GELUMPAI.ID — Drama hukum eks Direktur Utama PT Pertamina (Persero), Karen Agustiawan, memasuki babak baru. Mahkamah Agung (MA) mengabulkan kasasi jaksa dan menambah hukuman Karen dari 9 tahun menjadi 13 tahun penjara.
Putusan ini memperkuat vonis sebelumnya dari Pengadilan Tipikor Jakarta Pusat dan Pengadilan Tinggi DKI Jakarta yang menyatakan Karen bersalah karena membeli liquefied natural gas (LNG) tanpa prosedur yang benar, menyebabkan kerugian negara hingga Rp 1,8 triliun.
Gas Mahal, Negara Rugi
Kasus ini bermula dari keputusan Karen saat menjabat sebagai Dirut Pertamina pada 2009-2014. Ia menandatangani kontrak pembelian LNG dengan Corpus Christi Liquefaction (CCL) LLC di Amerika Serikat tanpa kajian mendalam dan tanpa persetujuan Rapat Umum Pemegang Saham (RUPS).
Akibatnya, gas yang dibeli itu tak terserap di pasar domestik dan harus dijual rugi ke luar negeri.
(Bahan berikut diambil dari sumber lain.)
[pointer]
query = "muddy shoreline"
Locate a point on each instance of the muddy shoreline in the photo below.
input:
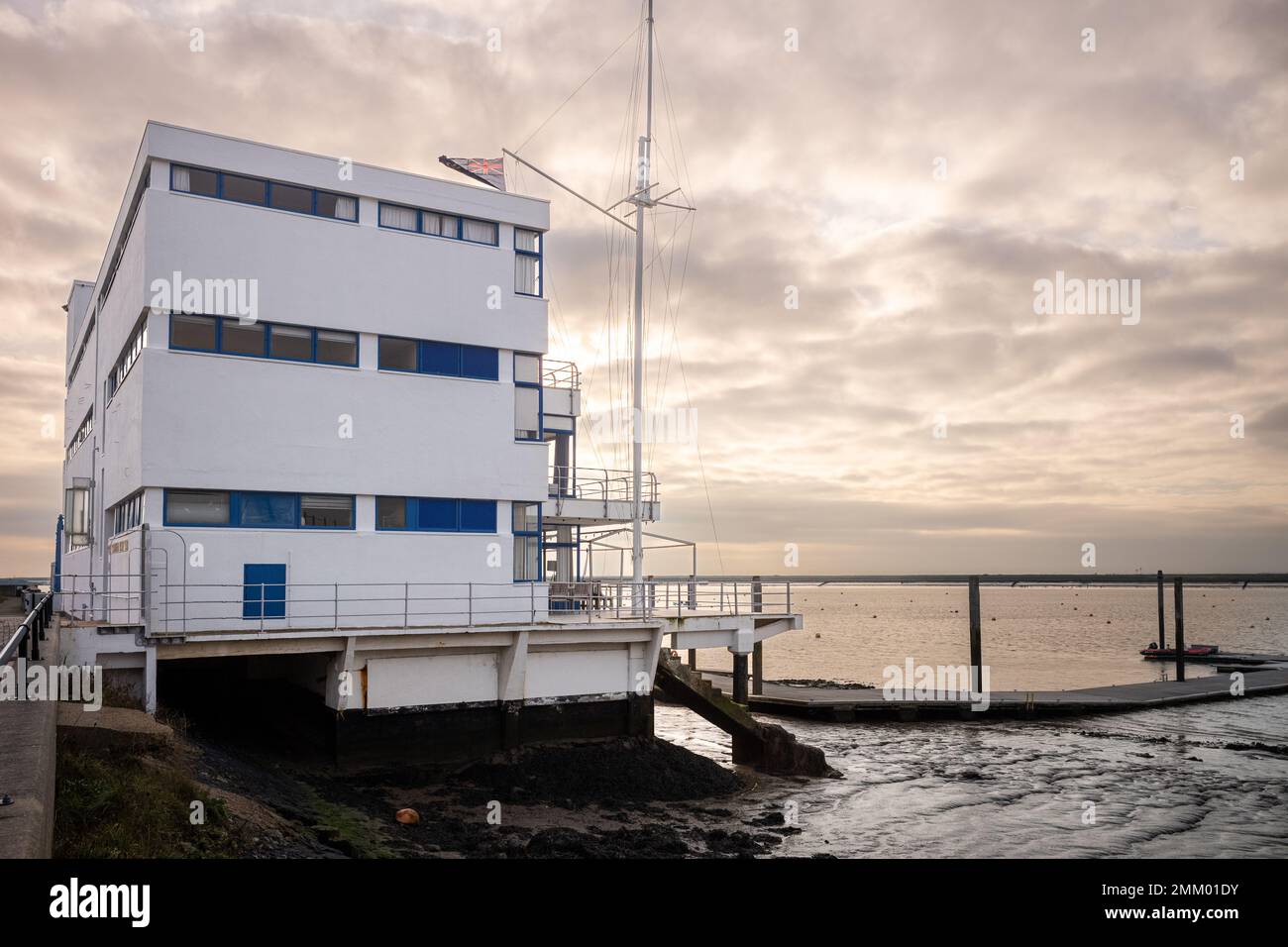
(627, 797)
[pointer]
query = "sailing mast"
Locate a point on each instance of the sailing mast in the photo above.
(643, 183)
(642, 198)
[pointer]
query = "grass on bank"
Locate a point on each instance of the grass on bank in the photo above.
(130, 805)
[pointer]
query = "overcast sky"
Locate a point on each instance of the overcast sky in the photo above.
(912, 169)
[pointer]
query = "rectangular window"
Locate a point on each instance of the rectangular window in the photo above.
(338, 348)
(439, 359)
(481, 363)
(267, 510)
(278, 195)
(194, 180)
(398, 355)
(244, 189)
(193, 333)
(480, 231)
(265, 590)
(291, 197)
(197, 508)
(326, 512)
(390, 513)
(336, 205)
(239, 339)
(478, 515)
(527, 541)
(437, 514)
(291, 342)
(527, 262)
(398, 218)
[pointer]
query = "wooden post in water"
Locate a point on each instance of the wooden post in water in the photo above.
(1162, 613)
(758, 657)
(977, 660)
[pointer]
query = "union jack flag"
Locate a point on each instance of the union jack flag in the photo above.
(487, 170)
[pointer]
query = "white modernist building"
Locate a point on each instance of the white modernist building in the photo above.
(312, 431)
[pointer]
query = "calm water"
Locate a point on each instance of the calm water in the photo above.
(1162, 781)
(1033, 638)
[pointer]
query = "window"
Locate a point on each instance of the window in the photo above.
(398, 355)
(326, 512)
(527, 541)
(398, 218)
(239, 339)
(433, 223)
(288, 343)
(81, 434)
(291, 342)
(390, 513)
(436, 514)
(336, 348)
(193, 333)
(290, 197)
(134, 347)
(265, 590)
(527, 397)
(267, 510)
(527, 262)
(447, 359)
(233, 187)
(197, 508)
(128, 514)
(258, 509)
(78, 512)
(270, 193)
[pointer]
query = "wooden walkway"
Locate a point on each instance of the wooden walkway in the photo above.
(846, 705)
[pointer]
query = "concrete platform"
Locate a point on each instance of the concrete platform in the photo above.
(29, 751)
(844, 705)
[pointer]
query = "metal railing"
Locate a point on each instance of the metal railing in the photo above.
(596, 483)
(179, 608)
(561, 375)
(25, 642)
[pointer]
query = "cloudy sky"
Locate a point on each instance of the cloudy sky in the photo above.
(879, 184)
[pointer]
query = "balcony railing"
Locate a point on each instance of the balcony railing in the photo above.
(596, 483)
(561, 375)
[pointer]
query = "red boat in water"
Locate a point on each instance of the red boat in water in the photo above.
(1190, 651)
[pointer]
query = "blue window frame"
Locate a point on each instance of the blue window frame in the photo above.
(263, 590)
(447, 359)
(528, 262)
(248, 509)
(275, 341)
(527, 541)
(263, 192)
(436, 223)
(436, 514)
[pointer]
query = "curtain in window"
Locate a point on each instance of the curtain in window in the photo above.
(526, 269)
(347, 209)
(402, 218)
(480, 231)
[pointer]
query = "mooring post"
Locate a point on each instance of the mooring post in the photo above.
(758, 656)
(1162, 616)
(977, 661)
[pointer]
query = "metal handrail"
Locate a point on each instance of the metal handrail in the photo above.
(26, 639)
(599, 483)
(561, 375)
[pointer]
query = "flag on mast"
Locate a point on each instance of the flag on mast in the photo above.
(487, 170)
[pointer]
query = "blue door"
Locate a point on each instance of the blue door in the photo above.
(265, 590)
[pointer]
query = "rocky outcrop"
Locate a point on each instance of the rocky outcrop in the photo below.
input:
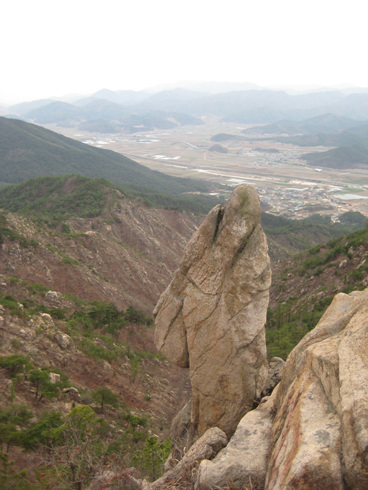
(313, 431)
(244, 460)
(275, 369)
(206, 448)
(211, 317)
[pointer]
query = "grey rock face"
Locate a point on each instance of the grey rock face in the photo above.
(211, 317)
(313, 430)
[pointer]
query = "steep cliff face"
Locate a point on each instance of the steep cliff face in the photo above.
(211, 318)
(126, 256)
(313, 431)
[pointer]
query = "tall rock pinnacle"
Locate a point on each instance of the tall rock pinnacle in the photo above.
(211, 317)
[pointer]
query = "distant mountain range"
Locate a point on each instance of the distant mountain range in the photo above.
(140, 111)
(349, 136)
(327, 118)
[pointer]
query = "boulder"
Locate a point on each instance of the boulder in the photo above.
(320, 433)
(211, 317)
(275, 369)
(313, 430)
(243, 462)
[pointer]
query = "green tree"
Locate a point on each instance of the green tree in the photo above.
(41, 381)
(104, 396)
(15, 364)
(12, 420)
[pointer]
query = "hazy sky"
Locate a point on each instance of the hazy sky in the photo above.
(54, 48)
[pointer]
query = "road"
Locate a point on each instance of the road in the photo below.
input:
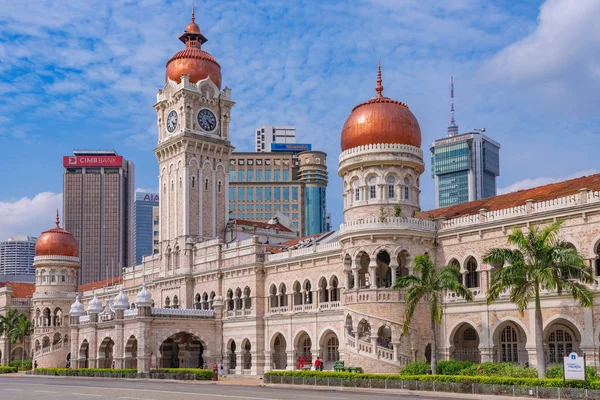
(19, 388)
Menurut MA, tindakan Karen terbukti melanggar Pasal 3 Undang-Undang Tipikor.
Ahok dan Dahlan Iskan Turut Diperiksa
Sebelum menjatuhkan vonis, penyidik telah memeriksa sejumlah nama besar, termasuk eks Menteri BUMN Dahlan Iskan dan mantan Komisaris Utama Pertamina, Basuki Tjahaja Purnama alias Ahok. KPK juga menggeledah rumah pengusaha minyak Riza Chalid terkait kasus ini.
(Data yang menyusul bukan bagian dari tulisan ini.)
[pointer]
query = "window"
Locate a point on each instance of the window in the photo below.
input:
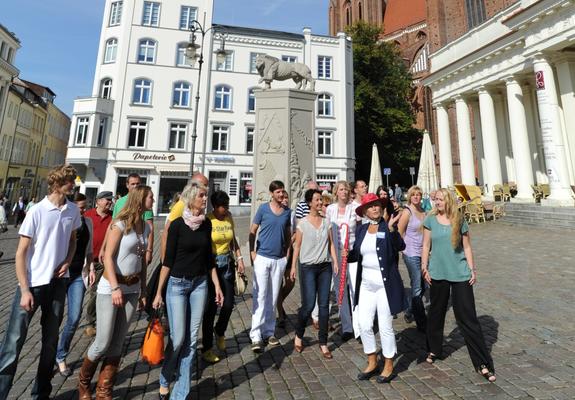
(178, 136)
(220, 138)
(324, 67)
(82, 130)
(251, 100)
(116, 13)
(250, 139)
(137, 135)
(187, 15)
(223, 99)
(151, 14)
(102, 131)
(475, 12)
(324, 143)
(182, 94)
(324, 105)
(111, 50)
(142, 91)
(246, 187)
(253, 57)
(228, 63)
(106, 88)
(147, 51)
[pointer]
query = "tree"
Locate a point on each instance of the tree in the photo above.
(383, 113)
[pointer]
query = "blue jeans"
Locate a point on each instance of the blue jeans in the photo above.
(314, 280)
(50, 298)
(76, 290)
(185, 302)
(414, 301)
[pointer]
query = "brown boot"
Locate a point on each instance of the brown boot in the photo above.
(107, 377)
(87, 371)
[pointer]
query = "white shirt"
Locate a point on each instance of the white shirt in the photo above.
(50, 229)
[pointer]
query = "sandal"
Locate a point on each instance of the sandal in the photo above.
(484, 371)
(430, 358)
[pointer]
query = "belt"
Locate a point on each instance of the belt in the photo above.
(128, 280)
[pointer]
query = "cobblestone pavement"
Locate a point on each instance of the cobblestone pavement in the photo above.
(524, 298)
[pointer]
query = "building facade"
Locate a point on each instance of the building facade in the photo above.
(504, 93)
(140, 116)
(403, 23)
(33, 138)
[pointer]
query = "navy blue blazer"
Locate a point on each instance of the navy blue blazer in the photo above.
(387, 252)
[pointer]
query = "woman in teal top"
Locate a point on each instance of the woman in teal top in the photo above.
(450, 269)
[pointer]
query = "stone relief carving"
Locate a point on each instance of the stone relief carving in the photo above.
(273, 69)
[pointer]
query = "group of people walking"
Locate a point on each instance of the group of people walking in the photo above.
(347, 243)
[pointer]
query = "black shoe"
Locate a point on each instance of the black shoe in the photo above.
(346, 336)
(364, 376)
(386, 379)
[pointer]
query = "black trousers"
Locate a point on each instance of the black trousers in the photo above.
(464, 309)
(208, 328)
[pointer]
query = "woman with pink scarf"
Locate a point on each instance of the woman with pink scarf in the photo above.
(187, 265)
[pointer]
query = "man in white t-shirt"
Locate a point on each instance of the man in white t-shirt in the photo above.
(45, 250)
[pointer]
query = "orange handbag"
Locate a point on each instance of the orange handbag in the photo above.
(153, 346)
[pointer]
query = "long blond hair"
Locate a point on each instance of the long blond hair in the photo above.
(135, 206)
(452, 213)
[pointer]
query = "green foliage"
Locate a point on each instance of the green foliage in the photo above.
(383, 114)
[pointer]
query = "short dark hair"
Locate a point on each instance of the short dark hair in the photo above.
(308, 196)
(275, 185)
(79, 196)
(219, 198)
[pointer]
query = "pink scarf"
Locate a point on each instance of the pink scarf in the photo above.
(191, 220)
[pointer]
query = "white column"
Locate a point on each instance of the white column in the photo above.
(566, 79)
(465, 144)
(444, 139)
(551, 133)
(490, 140)
(519, 141)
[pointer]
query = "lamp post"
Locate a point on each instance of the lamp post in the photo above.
(195, 52)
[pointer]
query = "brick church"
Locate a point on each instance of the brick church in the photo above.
(404, 23)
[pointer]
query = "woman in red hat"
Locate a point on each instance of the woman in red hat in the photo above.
(379, 288)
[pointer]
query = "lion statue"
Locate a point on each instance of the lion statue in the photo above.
(272, 68)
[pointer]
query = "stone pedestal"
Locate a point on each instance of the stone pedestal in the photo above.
(284, 143)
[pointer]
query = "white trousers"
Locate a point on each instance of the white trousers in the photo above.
(373, 299)
(268, 275)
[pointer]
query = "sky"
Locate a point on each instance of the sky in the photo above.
(59, 38)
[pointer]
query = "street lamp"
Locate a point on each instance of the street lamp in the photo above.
(195, 52)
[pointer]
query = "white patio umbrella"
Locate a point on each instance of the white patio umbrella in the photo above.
(427, 177)
(375, 179)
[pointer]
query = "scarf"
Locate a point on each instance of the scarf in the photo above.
(191, 220)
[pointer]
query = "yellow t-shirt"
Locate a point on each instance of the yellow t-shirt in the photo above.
(177, 211)
(222, 234)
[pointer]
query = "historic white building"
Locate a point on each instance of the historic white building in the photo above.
(512, 82)
(141, 112)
Ketua KPK saat itu, Firli Bahuri, menjelaskan bahwa pembelian LNG ini tidak hanya melanggar prosedur internal Pertamina, tetapi juga menyebabkan keuangan negara merugi sekitar 140 juta dolar AS atau setara Rp 2,1 triliun.
Karen Tak Terima, Gugat KPK
Tak terima dengan status tersangka, Karen sempat menggugat KPK ke Pengadilan Negeri Jakarta Selatan pada Oktober 2023. Namun, hakim menolak gugatan tersebut.
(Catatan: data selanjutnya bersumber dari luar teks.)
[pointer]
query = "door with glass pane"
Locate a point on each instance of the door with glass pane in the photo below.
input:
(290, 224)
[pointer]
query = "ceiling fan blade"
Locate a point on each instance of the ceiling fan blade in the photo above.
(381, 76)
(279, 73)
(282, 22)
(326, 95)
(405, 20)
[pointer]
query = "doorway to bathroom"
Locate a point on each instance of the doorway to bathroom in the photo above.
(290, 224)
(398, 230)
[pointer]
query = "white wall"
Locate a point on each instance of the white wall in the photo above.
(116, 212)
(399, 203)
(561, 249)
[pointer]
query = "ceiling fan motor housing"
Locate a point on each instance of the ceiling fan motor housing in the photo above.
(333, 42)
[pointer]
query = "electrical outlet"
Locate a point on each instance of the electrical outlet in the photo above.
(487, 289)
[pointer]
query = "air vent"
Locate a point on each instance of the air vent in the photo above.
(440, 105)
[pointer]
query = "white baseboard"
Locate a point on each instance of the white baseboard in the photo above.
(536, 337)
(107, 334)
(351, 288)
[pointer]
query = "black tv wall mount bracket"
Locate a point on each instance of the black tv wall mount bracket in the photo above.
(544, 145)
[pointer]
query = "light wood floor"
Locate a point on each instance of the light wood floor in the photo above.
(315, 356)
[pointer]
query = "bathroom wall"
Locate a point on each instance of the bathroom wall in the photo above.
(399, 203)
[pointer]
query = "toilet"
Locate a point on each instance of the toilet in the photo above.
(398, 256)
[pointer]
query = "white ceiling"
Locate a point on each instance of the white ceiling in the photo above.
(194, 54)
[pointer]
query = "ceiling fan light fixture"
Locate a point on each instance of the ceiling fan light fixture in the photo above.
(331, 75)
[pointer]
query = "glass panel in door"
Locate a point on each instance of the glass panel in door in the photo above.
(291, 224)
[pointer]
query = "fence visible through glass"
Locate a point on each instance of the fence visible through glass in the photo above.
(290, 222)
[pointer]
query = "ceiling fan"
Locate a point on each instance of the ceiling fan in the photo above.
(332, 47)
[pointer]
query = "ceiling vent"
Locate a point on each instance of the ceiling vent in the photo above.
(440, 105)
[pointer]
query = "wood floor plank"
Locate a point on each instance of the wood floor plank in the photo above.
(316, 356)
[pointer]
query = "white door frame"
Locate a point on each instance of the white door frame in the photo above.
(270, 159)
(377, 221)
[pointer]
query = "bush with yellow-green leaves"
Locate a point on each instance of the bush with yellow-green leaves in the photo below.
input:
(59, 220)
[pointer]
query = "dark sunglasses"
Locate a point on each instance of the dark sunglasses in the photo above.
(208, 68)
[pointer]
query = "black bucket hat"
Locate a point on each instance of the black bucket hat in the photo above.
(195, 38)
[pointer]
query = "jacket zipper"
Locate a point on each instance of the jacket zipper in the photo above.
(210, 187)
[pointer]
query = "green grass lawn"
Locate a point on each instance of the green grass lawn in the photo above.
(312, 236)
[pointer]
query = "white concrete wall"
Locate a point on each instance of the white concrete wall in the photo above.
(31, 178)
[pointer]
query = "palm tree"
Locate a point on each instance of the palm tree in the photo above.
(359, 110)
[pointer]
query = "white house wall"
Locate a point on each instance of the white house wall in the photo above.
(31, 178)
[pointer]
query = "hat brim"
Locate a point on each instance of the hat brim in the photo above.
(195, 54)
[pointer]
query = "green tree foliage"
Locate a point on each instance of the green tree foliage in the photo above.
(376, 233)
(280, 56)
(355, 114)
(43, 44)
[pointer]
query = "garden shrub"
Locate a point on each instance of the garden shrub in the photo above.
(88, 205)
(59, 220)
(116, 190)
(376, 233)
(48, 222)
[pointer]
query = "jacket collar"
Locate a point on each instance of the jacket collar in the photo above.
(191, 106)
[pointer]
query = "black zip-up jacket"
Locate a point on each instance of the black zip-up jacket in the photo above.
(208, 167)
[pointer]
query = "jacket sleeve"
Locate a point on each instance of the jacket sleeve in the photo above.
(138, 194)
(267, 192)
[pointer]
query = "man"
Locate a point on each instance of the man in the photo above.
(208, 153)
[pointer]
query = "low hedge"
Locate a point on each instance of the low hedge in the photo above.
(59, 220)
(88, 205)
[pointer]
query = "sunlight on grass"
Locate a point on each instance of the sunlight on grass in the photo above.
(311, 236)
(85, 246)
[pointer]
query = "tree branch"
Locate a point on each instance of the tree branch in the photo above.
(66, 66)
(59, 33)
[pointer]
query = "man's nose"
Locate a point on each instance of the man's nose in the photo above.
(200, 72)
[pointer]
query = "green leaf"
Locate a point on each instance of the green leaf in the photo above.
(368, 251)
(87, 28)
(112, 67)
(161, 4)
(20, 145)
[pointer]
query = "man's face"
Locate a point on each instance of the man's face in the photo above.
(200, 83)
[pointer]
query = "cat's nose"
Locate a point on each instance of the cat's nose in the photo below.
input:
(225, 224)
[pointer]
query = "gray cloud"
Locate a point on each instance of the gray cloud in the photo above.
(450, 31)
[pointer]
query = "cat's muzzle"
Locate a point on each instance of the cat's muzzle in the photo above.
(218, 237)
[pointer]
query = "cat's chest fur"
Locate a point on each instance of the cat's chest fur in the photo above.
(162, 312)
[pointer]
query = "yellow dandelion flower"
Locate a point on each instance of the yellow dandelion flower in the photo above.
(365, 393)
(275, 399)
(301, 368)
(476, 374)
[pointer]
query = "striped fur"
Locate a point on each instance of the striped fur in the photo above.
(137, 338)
Saat sidang di Pengadilan Tipikor, Karen menghadirkan saksi meringankan, termasuk mantan Wapres Jusuf Kalla (JK). “Saya ingin hadirkan Pak JK karena beliau yang terlibat dalam Perpres soal gas,” ujar Karen saat itu.
Namun, upaya ini tak membuahkan hasil. Pengadilan Tipikor tetap menghukum Karen 9 tahun penjara. Kini, dengan putusan MA, hukumannya resmi bertambah menjadi 13 tahun.